硬貨に移った冷感を察したのか、彼女はあっと声を出した後にふふふと笑った。
「私から何度も硬貨を受け取る機会はあるでしょ~。慣れない?」
「すみません、慣れるのにはもう少し時間がかかるようです。」
「覚えておいてね、これもジャックフロストあるあるだから。特に貴金属系のものは少し持っているだけで、ひんやりしちゃうから。」
ジャックフロストみたいな亜人族が触れても冷たくならない特殊な貴金属もあるけどね、と彼女は付け加えた。身支度を整えると、じゃあねと手をはためかせながら店を後にした。

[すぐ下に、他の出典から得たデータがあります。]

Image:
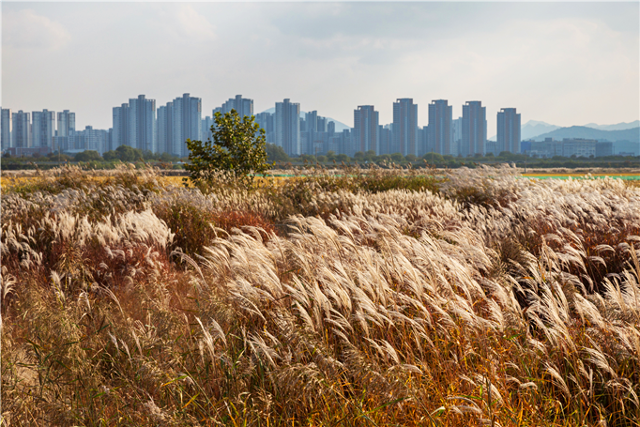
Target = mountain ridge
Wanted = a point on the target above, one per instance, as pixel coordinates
(632, 134)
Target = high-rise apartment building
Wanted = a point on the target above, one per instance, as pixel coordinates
(121, 125)
(5, 132)
(164, 125)
(405, 126)
(243, 106)
(43, 128)
(179, 120)
(474, 128)
(365, 129)
(66, 123)
(205, 132)
(287, 123)
(266, 122)
(134, 124)
(308, 129)
(142, 124)
(187, 115)
(21, 124)
(456, 136)
(508, 130)
(439, 130)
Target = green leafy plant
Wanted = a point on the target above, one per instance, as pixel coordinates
(237, 147)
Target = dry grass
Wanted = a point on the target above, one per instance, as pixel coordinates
(369, 299)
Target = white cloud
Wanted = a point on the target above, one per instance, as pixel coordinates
(194, 25)
(24, 29)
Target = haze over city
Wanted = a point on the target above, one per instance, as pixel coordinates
(563, 63)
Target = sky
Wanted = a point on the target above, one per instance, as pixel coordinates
(563, 63)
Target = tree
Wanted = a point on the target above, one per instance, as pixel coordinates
(238, 147)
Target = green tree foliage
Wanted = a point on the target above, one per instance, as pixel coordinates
(238, 147)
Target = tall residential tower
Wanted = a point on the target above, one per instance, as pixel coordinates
(474, 129)
(287, 124)
(439, 130)
(405, 126)
(508, 130)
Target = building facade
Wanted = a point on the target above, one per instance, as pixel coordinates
(365, 129)
(405, 126)
(243, 106)
(474, 129)
(508, 130)
(43, 128)
(5, 132)
(287, 123)
(21, 129)
(439, 131)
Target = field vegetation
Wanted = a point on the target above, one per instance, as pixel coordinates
(372, 297)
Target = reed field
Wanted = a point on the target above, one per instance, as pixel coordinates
(374, 297)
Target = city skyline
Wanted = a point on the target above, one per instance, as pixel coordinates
(567, 64)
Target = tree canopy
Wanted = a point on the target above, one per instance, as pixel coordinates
(237, 146)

店には私以外いない。人目がないことを良いことに、私は背を伸ばし、少しストレッチをする。
「今日はもう店じまいをしよう。」
店を閉めるために、私は作業に取り掛かる。
明日もあなたに安らぎがあらんことを。
そう願わずにはいられなかった。
【キャラクター解説】
名前:フラウスト
年齢:30歳くらい
身長:165㎝
種族:ジャックフロスト(雪女)
【フラウストについて】
喫茶「調合屋」の常連の一人で、魔法省の魔法鉱石管轄課に務めるバリバリのキャリアウーマンなジャックフロスト。
語尾を伸ばしがちな喋り方が特徴で、話しているとこっちの気持ちまで緩みそうになる独特な雰囲気がある。
のほほんとした口調だが、仕事では重要な仕事を任されるほどの実力と風格があるらしく、それなりに責任のある仕事を任されている様子。